- Born: 1949 (age 76–77) United States
- Education: Bennington College
- Occupations: Art curator Museum director
- Years active: 1970s–present
- Known for: Director of the Walker Art Center, Associate director of the Museum of Modern Art, Director of the Robert Rauschenberg Foundation

= Kathy Halbreich =

American art curator and museum director (born 1949)

Kathy Halbreich (/ˈhɑːlbraɪʃ/ HAHL-brysh; born 1949) is an American art curator and museum director.

==Early life and education==
Halbreich was born to Betty Stoll and Sonny Halbreich in 1949. She earned her BA from Bennington College.

==Career==
Halbreich was director of the Albert and Vera List Visual Arts Center at MIT, where she designed a new arts building with architect I.M. Pei. She was then the curator of contemporary art at the Museum of Fine Arts, Boston.

In 1991, Halbreich was hired as director of the Walker Art Center. Under her leadership, the museum broadened its reputation for developing emerging talent, hosting avant-garde performances and exhibitions.
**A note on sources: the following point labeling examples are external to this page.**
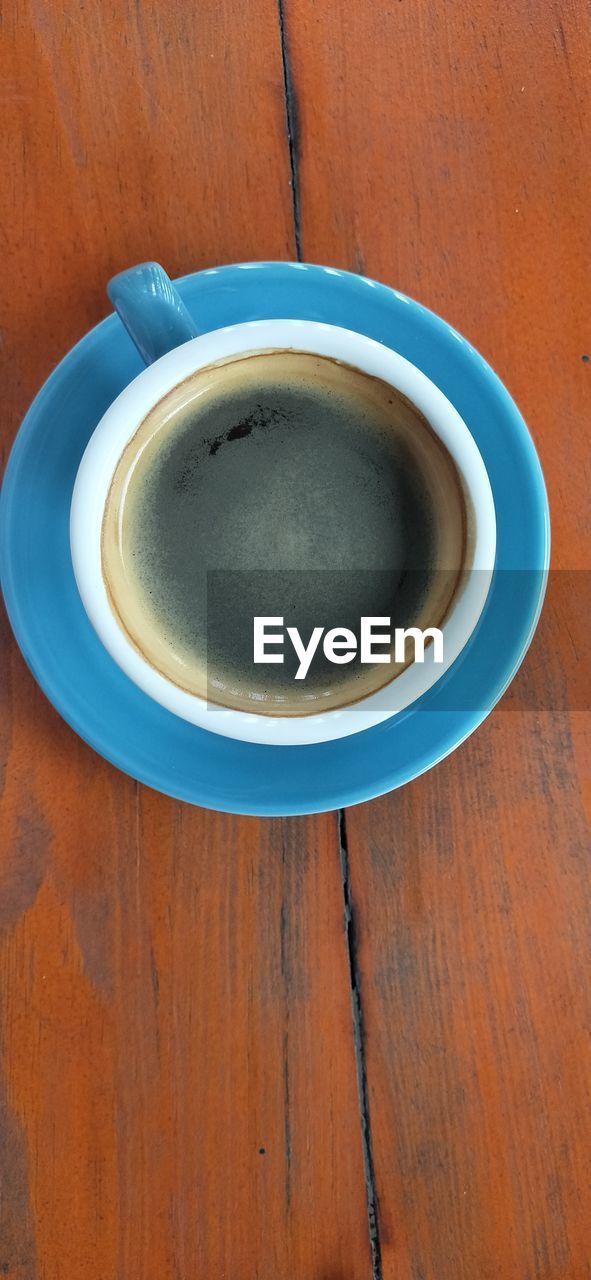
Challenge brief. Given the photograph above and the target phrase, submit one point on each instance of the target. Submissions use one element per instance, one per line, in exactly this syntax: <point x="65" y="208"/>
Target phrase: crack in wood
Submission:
<point x="292" y="129"/>
<point x="372" y="1219"/>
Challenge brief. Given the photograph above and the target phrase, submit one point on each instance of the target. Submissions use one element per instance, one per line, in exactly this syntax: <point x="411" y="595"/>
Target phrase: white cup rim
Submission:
<point x="123" y="419"/>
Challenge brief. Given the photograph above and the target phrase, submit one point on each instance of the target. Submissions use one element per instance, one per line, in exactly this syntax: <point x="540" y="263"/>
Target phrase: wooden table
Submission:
<point x="329" y="1047"/>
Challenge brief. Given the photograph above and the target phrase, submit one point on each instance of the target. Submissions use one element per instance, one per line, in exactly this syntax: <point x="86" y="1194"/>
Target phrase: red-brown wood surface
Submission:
<point x="178" y="1086"/>
<point x="178" y="1089"/>
<point x="445" y="150"/>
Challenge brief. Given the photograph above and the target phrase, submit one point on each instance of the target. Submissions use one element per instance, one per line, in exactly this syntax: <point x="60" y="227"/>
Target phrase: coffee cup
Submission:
<point x="265" y="474"/>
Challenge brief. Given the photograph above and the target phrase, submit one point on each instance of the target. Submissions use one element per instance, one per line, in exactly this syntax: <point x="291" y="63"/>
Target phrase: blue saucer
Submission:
<point x="141" y="737"/>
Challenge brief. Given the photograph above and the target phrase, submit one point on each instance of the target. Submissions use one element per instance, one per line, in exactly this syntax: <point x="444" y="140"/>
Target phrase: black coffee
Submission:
<point x="279" y="484"/>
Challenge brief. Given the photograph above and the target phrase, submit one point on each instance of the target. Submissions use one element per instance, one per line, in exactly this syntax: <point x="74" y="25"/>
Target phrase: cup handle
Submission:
<point x="152" y="312"/>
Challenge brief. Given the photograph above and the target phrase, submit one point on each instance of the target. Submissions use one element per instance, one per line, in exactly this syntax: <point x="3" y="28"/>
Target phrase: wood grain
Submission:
<point x="444" y="150"/>
<point x="178" y="1086"/>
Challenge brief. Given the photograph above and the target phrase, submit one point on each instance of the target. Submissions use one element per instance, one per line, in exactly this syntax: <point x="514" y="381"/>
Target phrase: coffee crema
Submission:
<point x="279" y="483"/>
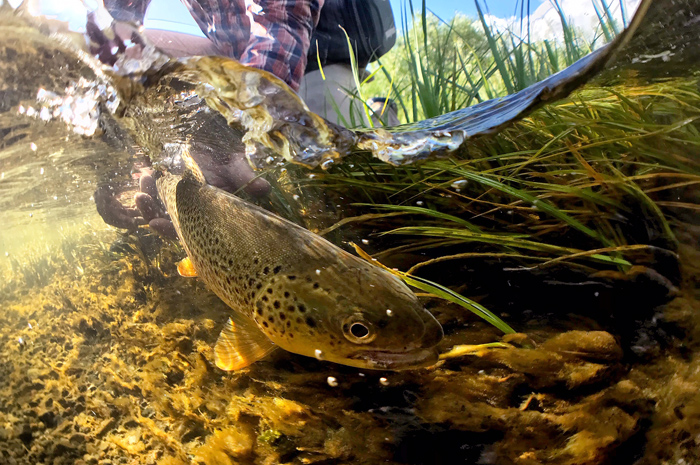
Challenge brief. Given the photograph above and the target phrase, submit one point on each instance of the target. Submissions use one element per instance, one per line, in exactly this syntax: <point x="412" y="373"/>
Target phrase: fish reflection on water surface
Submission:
<point x="291" y="288"/>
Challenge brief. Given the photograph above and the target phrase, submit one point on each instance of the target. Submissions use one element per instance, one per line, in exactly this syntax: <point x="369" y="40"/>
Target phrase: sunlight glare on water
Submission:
<point x="526" y="290"/>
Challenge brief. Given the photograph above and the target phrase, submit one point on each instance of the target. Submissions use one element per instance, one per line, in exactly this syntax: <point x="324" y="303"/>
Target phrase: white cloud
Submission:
<point x="545" y="22"/>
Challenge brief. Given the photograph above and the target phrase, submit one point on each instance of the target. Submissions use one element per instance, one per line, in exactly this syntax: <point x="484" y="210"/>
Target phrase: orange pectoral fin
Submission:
<point x="240" y="344"/>
<point x="186" y="268"/>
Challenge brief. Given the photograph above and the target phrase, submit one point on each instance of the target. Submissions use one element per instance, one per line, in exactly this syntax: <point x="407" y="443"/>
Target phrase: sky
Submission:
<point x="545" y="20"/>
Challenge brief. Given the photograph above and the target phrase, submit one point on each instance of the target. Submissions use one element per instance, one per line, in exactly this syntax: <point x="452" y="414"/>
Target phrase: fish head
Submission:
<point x="361" y="316"/>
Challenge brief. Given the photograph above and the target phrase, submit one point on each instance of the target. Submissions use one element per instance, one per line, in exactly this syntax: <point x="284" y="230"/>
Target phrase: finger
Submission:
<point x="114" y="213"/>
<point x="163" y="227"/>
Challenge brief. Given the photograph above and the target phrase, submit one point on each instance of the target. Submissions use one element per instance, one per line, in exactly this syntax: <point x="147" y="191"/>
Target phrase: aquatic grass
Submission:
<point x="558" y="187"/>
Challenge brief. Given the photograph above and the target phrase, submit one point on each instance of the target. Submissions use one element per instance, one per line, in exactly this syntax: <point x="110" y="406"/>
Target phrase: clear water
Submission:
<point x="106" y="353"/>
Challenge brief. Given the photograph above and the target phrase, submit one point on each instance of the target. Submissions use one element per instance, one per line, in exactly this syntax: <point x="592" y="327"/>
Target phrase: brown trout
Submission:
<point x="291" y="288"/>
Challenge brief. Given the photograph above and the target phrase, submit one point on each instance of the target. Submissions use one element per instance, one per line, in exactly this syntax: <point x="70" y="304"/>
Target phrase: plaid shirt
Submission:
<point x="273" y="35"/>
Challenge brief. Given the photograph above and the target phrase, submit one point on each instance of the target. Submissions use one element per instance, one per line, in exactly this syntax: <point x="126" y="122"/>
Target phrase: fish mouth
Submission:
<point x="395" y="360"/>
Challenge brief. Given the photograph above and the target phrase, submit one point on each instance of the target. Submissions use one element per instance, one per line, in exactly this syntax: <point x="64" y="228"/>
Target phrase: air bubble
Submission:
<point x="459" y="184"/>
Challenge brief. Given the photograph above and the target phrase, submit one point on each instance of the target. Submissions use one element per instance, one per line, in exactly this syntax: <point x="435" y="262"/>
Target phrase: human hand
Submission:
<point x="148" y="209"/>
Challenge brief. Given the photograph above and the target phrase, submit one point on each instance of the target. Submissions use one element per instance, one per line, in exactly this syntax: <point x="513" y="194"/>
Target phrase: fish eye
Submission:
<point x="358" y="330"/>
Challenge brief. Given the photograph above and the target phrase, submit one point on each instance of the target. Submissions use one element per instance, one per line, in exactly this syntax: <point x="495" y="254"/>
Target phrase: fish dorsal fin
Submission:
<point x="240" y="344"/>
<point x="186" y="268"/>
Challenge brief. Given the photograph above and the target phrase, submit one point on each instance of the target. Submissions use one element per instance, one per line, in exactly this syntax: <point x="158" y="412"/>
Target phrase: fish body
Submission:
<point x="290" y="288"/>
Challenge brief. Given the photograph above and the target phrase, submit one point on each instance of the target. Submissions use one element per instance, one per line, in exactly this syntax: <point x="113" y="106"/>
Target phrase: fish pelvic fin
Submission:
<point x="186" y="268"/>
<point x="240" y="344"/>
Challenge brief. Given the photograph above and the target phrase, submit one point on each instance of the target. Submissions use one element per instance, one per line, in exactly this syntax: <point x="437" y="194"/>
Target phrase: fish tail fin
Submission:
<point x="192" y="170"/>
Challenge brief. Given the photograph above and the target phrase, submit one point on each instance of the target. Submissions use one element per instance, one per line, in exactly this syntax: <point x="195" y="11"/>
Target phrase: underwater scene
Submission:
<point x="498" y="264"/>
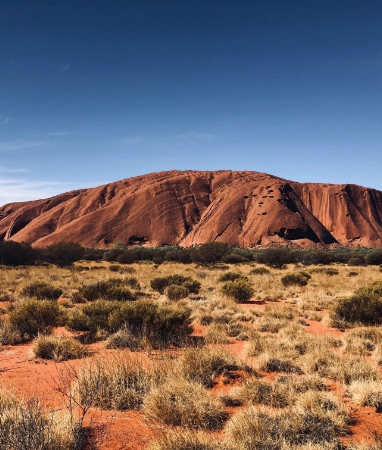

She oversaw a $73.8 million expansion at the Walker and announced her retirement in 2007. She was hired as an associate director of the Museum of Modern Art in 2008. At MoMA, Halbreich curated a 2014 retrospective of German artist Sigmar Polke and a 2018 Bruce Nauman exhibition.

In September, 2017 Halbreich was appointed director of the Robert Rauschenberg Foundation.

==Other activities==
Halbreich was a member of the juries that selected Kerstin Brätsch for the Edvard Munch Art Award (2017) and Doris Salcedo for the Nomura Art Award (2019). She has also served on the selection committee that chose the artist exhibiting at the American pavilion at the Venice Biennale.